From NIC.DDN.MIL!tcp-ip-RELAY@utcsri Fri Apr 26 03:20:29 1991
Date: 26 Apr 91 05:15:36 GMT
From: usc!rpi!news-server.csri.toronto.edu!utgpu!watserv1!sunee!erick@apple.com  (Erick Engelke)
Organization: University of Waterloo
Subject: Re: Byte and bit order within packet headers
References: <9104241753.AA21589@dino.alias.com>
Sender: tcp-ip-relay@nic.ddn.mil
To: tcp-ip@nic.ddn.mil

Erick Engelke (usc!rpi!news-server.csri.toronto.edu!utgpu!watserv1!sunee!erick@apple.com) responds to my question:

>In article <9104241753.AA21589@dino.alias.com> mandrews@alias.com (Mark Andrews) writes:
>>
>>I have a question concerning concering the byte and bit order of fields
>>within packet headers. Many of the RFCS (including RFC1060) state rules
>>about the byte (octet) order:
>>
>
>Much confusion stems from the fact that Intel processors store 
>bits in the following order
>
>  +--+--+--+--+--+--+--+---+---+--+--+--+--+--+--+---+
>  |07 06 05 04 03 02 01 00 | 15 14 13 12 11 10 09 08 |
>  +--+--+--+--+--+--+--+---+---+--+--+--+--+--+--+---+
>  |  first stored byte     |  second stored byte     |  etc.
>
>whereas network order is
>
>  +--+--+--+--+--+--+--+---+---+--+--+--+--+--+--+---+
>  |15 14 13 12 11 10 09 08 | 07 06 05 04 03 02 01 00 |
>  +--+--+--+--+--+--+--+---+---+--+--+--+--+--+--+---+
>
>so the bits and nybbles are already in network order, you simply need to
>organize quantities larger than a byte, namely 16 and 32 bit values.
>
>The intel code should have
>    unsigned  ip_h : 4;
>    unsigned  ip_v : 4;
>
>I hope this clears it up a bit.
>
>Erick

Fine, this a good example. In my specific example, I was looking how BSD
code interprets the version number and  header length of an IP packet
header:

    struct ip {
    #if BYTE_ORDER == LITTLE_ENDIAN
            u_char  ip_hl:4,                /* header length */
                    ip_v:4;                 /* version */
    #endif
    #if BYTE_ORDER == BIG_ENDIAN
            u_char  ip_v:4,                 /* version */
                    ip_hl:4;                /* header length */
    #endif

Unfortunately, the bit order is machine and compiler dependent. On little
endian machines, the bit fields are assigned least significant bit first
(right to left), resulting in:

   MSB                     LSB
    +--+--+--+--+--+--+--+--+
    |   ip_v    |   ip_hl   |
    +--+--+--+--+--+--+--+--+
     07 06 05 04 03 02 01 00

On big endian machines, the bit fields are also assigned least significant
bit first, but this time the bit fields are assigned left to right:

   LSB                     MSB
    +--+--+--+--+--+--+--+--+
    |   ip_v    |   ip_hl   |
    +--+--+--+--+--+--+--+--+
     00 01 02 03 04 05 06 07


In which order are the bits transmitted such that the integrity of the
data is not compromised, independent of the endian order.

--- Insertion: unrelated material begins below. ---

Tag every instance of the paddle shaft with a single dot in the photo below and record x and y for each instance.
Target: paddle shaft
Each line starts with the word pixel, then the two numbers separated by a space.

For example, if a big endian machine is talking to a little endian machine,
in what order are the bits transmitted so that the ip_v and ip_hl fields
from the big endian machine are interpreted properly on the little endian
machine.

In the case of the ip_v field, bits 0-3 of the big endian byte must be
transmitted to bits 4-7 of the little endian byte!

Thanks for any information,

Mark

henry@zoo.toronto.edu (Henry Spencer) (04/27/91)

In article <9104241753.AA21589@dino.alias.com> mandrews@alias.com (Mark Andrews) writes:
>... what about the
>bit order? It is still little-endian (bits are numbered right to left instead
>of left to right)! What order is are the bits transmitted in?

Fortunately, this is not an issue, because the data is fed to the hardware
as bytes (usually) and consequently it is the hardware's business to get
the bit order right on both ends.  The usual practice is to send lsb first,
but this is completely invisible to the software.

There is sometimes confusion about how the bits are *numbered*, but that
is a separate issue.  The high-order bit is always the high-order bit and
is always in the same place, regardless of whether the manual calls it
bit 7 or bit 0.

>This is further complicated by the following code fragment from
>/usr/include/netinet/ip.h:

Here we have a different issue.  The reason why ip.h is #if'd is that C
does not define the order of bitfields within a word, and it is both
machine-specific and compiler-specific.  Using bitfields for this was
dumb, actually; convincing them to match an externally-defined storage
layout can be tricky.

>Now according to the 4.3BSD C Reference Manual by B. Kernighan, the addresses
>of a structure increase as the declarations are read left to right...

Bitfields do not have addresses and that rule does not apply to them.
-- 
And the bean-counter replied,           | Henry Spencer @ U of Toronto Zoology
"beans are more important".             |  henry@zoo.toronto.edu  utzoo!henry

zweig@cs.uiuc.edu (Johnny Zweig) (04/27/91)

My solution is never to use bit-fields when decoding packets. Just mask things
with 0x0F and 0xF0 and let the compiler optimize it.

The problem is not a network thing but a C language thing. Quoting from K&R
(2nd ed.):

	Almost everything about [bit] fields is implementation-dependent.
	... Fields are assign left to right on some machines and right to
	left on others.

The term machine here is misleading -- it is actually the implementation of C
on a particular machine that decides what to do with bit fields. One could
imagine two different compilers on the same architecture that did it
differently.

So just get a compiler with inline expansion and a decent optimizer and define
functions to access fields inside of headers.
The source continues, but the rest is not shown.